Thankfully, Rifts are scattered throughout the world, which are—typically—optional dungeons, and they break up the tedium of checkmarking one quest after the other. In fact, dungeons (rifts) are MU Legend’s best content. Far from being brainless, they manage to be challenging by swarming you with mobs and elites so that potions matter. You can often find multiple bosses in a single Rift, making you kite and dodge to shave their health down to nothing.

Oftentimes, a rift’s aesthetics makes absolutely no sense with the environment you’ve just entered from. Like many aspects of MU Legend, there’s little harmony within the world. But rift designs are the most impressive corridors: magma pits, ancient Babylonian temples, ziggurats with wall-to-wall ghosts; they look great. And they make sense as hallways, as you battle your way to bosses or treasures. The best part? Rifts have multiple difficulties so you can challenge yourself as you level up, or discover what teamwork means by partnering with other players in one of the harder difficulties.

Final Verdict - Good

MU Legend is good enough: an ARPG you grind while doing something else and tune in your attention when skipping through dungeons/rifts. Simple combat controls and gaudy skill effects make combat interesting for a bit, but become hackneyed through repetition unless you switch up your rotations, which is easy to do.
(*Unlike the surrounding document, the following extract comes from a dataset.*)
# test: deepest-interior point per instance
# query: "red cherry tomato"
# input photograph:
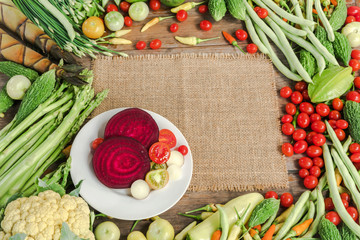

The best aspect of MU Legend is its dungeon diving: gather a few friends and challenge yourself on higher difficulties to feel a sense of accomplishment. MU Legend is a fun distraction, a good ARPG to invest some time, but not a game to make a second life in.

Screenshots

MU Legend Screenshots

System Requirements

MU Legend Requirements

Minimum Requirements:

Operating System: Windows XP SP3
CPU: Intel Quad Core / AMD Phenom II x4+
Video Card: GeForge 8800 GT / Radeon HD4850 and above
RAM: 3GB RAM
Hard Disk Space: 25 GB

Recommended Requirements:

Operating System: Windows 7 (64 bit), Win 8.1 (64 bit), Windows 10 (64 bit)
CPU: Intel i5 760 / AMD Athlon X4 740+
Video Card: GeForge GTS 450 / Radeon HD4890+
RAM: 4 GB RAM
Hard Disk Space: 25 GB

Music

MU Legend Music & Soundtrack

Coming Soon!

Additional Info

MU Legend Additional Information

Developer: Webzen
Publisher: Valofe

Game Engine: Unreal Engine 3

Closed Beta Release Date (Korea):
April 21, 2016

Closed Beta 1: October 25, 2016
Closed Beta 2: February 21, 2017

Release Date (Western): November 7th, 2017

Shut Down: May 31, 2023

Development History / Background:

MU Legend is developed and published by Webzen, a South Korean gaming company. This hack-and-slack MMORPG is the sequel to Mu Online. MU Legend was first announced in 2004, but development didn't begin until 2009. The game was revealed at the G-Star Expo in 2011 in Busan, South Korea as MU2, but was later renamed to MU Legend. On April 06, 2016 WEBZEN Head of Global Business Richard Moon announced that MU Legend would be published in the West. Mu Legend entered closed beta in Korea on April 21, 2016. MU Legend entered its first round of Closed Beta testing in NA on October 25, 2016. It then held a second round of Closed Beta testing on February 21, 2016. Mu Legend entered open beta on November 7th, 2017. Publishing rights for MU Legend were transferred from Webzen to Valofe on November 26, 2019. Players were given up to 6 months to transfer their characters to the new service. The Valofe version was shut down on May 31, 2023.